Clot Jokes

Following is our collection of homeless puns and business one-liner funnies working better than reddit jokes. Including Clot jokes for adults, dirty gave jokes and clean common dad gags for kids.

The Best Clot Puns

What do you call a traffic jam in Compton?

A blood clot

Two red blood cells are talking to two platelets...

One red blood cell says "I heard you two finally tied the clot!"

The other says "Coagulations!"

so i went to the clothes shop to buy camouflaged pants...

...and i didn't find any.

A man goes to the doctor for a follow-up on his Deep Vein Thrombosis

Doctor: "So I prescribed you blood thinners last month, have you been taking them?"

Man: "No. I have a great reason why not though"

Doctor: "Aaah! The clot thickens!"

New clothing store seen at local Mall named 'Off Topic'.

Apparently it's aimed at edgy teens with ADHD.

why didn't the clothing drive at the homeless shelter not work out?

..nobody gave a shirt.

If a clothes designer had a child...

Would it have designer genes?

Your clothes will never forgive you...

You always hang them out to dry.

Some of my clothes are getting ripped to shreds when I use the washing machine.

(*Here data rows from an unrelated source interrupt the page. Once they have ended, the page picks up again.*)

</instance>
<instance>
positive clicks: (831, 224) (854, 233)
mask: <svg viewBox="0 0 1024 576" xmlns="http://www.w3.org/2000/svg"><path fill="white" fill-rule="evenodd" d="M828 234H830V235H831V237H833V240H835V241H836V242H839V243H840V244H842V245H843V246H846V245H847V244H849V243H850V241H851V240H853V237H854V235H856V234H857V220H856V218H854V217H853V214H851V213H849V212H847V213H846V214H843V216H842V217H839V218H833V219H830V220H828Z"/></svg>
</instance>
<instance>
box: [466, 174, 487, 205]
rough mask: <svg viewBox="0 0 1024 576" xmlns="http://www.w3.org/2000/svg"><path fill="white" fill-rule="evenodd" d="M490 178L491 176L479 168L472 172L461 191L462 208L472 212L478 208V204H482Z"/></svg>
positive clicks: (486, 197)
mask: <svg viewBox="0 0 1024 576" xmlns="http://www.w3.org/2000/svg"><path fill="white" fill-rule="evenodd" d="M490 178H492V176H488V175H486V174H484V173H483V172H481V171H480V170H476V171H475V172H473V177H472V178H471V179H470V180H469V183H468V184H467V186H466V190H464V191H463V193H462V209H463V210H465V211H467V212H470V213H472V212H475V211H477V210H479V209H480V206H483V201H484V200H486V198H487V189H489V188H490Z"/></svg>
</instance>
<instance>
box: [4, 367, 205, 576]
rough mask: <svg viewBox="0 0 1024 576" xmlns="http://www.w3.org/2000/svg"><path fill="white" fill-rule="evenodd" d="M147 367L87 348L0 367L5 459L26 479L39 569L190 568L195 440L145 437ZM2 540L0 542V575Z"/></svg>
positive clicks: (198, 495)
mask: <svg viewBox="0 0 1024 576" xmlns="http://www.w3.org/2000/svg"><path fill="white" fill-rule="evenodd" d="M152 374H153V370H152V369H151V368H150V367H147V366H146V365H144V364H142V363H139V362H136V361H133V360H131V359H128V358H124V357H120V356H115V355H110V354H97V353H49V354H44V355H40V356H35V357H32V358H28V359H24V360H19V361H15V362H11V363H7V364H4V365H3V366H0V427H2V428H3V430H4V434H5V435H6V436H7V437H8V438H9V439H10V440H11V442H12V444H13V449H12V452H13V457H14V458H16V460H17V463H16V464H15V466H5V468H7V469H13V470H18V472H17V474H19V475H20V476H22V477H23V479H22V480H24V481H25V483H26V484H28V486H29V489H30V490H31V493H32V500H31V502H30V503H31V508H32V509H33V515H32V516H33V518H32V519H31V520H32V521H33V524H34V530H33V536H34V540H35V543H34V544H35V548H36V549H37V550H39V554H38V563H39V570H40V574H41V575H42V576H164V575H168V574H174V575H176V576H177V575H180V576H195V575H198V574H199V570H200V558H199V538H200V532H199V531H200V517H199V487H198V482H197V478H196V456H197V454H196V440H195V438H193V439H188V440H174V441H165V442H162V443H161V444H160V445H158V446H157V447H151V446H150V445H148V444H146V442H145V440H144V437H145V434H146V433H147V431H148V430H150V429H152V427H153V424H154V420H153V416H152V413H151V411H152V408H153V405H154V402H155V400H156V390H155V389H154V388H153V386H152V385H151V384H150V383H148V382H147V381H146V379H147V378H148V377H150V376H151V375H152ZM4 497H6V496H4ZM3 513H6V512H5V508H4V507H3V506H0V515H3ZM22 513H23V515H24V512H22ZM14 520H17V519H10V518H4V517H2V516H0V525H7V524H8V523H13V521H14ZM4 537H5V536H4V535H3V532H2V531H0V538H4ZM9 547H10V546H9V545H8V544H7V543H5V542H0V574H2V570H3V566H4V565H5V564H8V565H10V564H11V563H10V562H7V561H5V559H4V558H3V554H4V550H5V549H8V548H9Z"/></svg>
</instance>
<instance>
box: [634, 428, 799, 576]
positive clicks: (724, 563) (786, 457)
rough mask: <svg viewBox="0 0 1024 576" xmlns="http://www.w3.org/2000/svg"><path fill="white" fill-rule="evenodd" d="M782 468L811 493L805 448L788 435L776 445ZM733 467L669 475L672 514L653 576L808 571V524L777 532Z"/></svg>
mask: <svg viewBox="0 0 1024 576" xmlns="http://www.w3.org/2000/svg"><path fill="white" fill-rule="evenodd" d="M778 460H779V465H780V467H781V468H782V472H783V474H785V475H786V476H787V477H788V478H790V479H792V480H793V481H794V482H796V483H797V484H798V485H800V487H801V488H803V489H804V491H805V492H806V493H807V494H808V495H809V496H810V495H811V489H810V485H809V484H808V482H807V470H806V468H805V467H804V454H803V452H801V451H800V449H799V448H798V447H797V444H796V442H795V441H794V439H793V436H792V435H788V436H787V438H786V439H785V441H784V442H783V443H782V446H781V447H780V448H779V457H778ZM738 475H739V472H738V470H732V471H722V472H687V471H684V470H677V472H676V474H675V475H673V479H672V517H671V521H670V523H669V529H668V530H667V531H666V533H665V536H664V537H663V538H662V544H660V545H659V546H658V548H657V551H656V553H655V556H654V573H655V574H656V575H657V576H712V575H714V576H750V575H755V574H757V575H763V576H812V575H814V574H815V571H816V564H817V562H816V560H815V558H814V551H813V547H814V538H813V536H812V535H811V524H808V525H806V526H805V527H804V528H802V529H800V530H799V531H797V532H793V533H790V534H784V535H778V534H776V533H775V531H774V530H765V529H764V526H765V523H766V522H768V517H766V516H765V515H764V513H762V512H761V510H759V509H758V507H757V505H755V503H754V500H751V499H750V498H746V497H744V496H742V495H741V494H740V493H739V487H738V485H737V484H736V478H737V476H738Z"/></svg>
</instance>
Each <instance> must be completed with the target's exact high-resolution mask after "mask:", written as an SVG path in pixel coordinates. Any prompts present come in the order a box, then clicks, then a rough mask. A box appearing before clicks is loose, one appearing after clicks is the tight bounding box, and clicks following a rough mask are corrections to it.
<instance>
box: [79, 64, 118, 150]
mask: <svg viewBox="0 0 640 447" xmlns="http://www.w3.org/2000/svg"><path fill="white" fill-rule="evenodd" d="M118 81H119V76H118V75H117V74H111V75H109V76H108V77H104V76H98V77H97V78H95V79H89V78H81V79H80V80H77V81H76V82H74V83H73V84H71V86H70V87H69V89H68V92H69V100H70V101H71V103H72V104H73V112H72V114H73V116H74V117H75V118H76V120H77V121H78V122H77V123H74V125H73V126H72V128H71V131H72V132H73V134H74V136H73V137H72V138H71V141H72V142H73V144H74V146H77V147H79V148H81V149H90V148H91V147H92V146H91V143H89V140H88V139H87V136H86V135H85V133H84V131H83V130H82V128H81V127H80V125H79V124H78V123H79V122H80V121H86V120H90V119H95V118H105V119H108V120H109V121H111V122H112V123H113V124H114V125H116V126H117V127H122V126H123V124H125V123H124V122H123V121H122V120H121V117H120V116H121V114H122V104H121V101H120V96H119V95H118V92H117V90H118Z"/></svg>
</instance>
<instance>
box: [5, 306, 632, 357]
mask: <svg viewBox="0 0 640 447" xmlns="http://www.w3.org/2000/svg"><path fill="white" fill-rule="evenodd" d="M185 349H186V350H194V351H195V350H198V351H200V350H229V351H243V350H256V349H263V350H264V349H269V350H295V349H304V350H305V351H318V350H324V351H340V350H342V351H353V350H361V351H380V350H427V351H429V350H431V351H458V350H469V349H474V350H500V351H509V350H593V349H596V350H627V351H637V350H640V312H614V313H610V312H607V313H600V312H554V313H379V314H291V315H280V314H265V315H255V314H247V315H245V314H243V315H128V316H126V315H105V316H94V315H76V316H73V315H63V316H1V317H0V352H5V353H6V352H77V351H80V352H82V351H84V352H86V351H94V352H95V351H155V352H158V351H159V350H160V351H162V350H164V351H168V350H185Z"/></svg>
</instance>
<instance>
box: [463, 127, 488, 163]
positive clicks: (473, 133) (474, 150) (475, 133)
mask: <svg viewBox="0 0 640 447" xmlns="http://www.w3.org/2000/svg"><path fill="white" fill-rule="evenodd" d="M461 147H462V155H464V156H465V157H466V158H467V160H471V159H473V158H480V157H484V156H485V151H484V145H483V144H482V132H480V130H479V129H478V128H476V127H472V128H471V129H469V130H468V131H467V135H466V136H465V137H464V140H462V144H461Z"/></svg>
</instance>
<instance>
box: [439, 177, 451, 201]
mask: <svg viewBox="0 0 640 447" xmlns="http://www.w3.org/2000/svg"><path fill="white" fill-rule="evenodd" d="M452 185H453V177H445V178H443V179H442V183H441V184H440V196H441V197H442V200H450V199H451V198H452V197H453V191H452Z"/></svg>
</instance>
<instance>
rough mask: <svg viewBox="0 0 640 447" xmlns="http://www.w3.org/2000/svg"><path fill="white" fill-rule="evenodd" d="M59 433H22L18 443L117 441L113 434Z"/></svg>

It keeps happening every time. I think it's a vicious cycle.

What did the clothes designer say to her son at his graduation?

"I'm Prada you son."

Why do the clothes in Beauty and the Beast look so old-fashioned?

Tailors old as time…

So a clothes designer drank from the Fountain of Youth...

Now she's Forever 21.

What did the vein say to the pessimistic blood clot?

Ay, be positive.

What clothes shouldn't you wear inside?

Clothes that are worn out.

What did the doctor say to the patient after administering coagulant?

The clot thickens.

My clothes were traumatically stolen from me.

But I've recovered.

A clothing store down the street from me has gotten really lazy with their customer service

I just saw them put up a sign that says "Suit yourself!"

I like my clothes the way I like my money


What do clothes and religion have in common?

Someone invented them and forced them on everyone.

My Clothes Dryer sounds like Zoidberg.

wub wub wub wub wub wub....

Rihanna's new clothes.

Chris Brown is in the news again.
At a popular club downtown he apparently got drunk and started shouting "I'm gonna beat Rihanna till she's gold and white".

What do clothing wrinkles and mistakes have in common?

You know you are getting clothes for Christmas when....

You have to try them on to see if they would "fit" your siblings

Old/new joke about Negroes

What do you call a traffic jam in Harlem? A blood clot.

Where do you go to fix it? Statin Island

What's the only clothing line that is allowed in North Korea?


What did the poisoned rat say to himself as his blood ceased to clot and internal bleeding ensued?


My clothing line for children wasn't very successful.

Shouldn't have called it Hang Ten Kids.

What clothing designer do vampires prefer to wear?

Alexander Fang

What clothes do Quakers wear?

Oat couture

Why didn't the monk's clothes fit properly?

Because he was cohabiting.

Why did the clothing store close?

The employees where slacking off.

A clothier opened a business in Utah

He is selling exploding clip-on ties to mormons. I asked how is business?
He said prophets are blowing up.

This is a corruption of a joke from sexypandalord. Most mormons are fine upstanding people and i do not advocate violence against them. Except for Bill.

There is an abundance of arteries jokes out there. You're fortunate to read a set of the 32 funniest jokes and clot puns. Full with funny wisecracks it is even funnier than any shelter witze you can hear about clot.

Use only working piadas for adults and blagues for friends. Note that dirty and dark jokes are funny, but use them with caution in real life. You can seriously offend people by saying creepy dark humor words to them.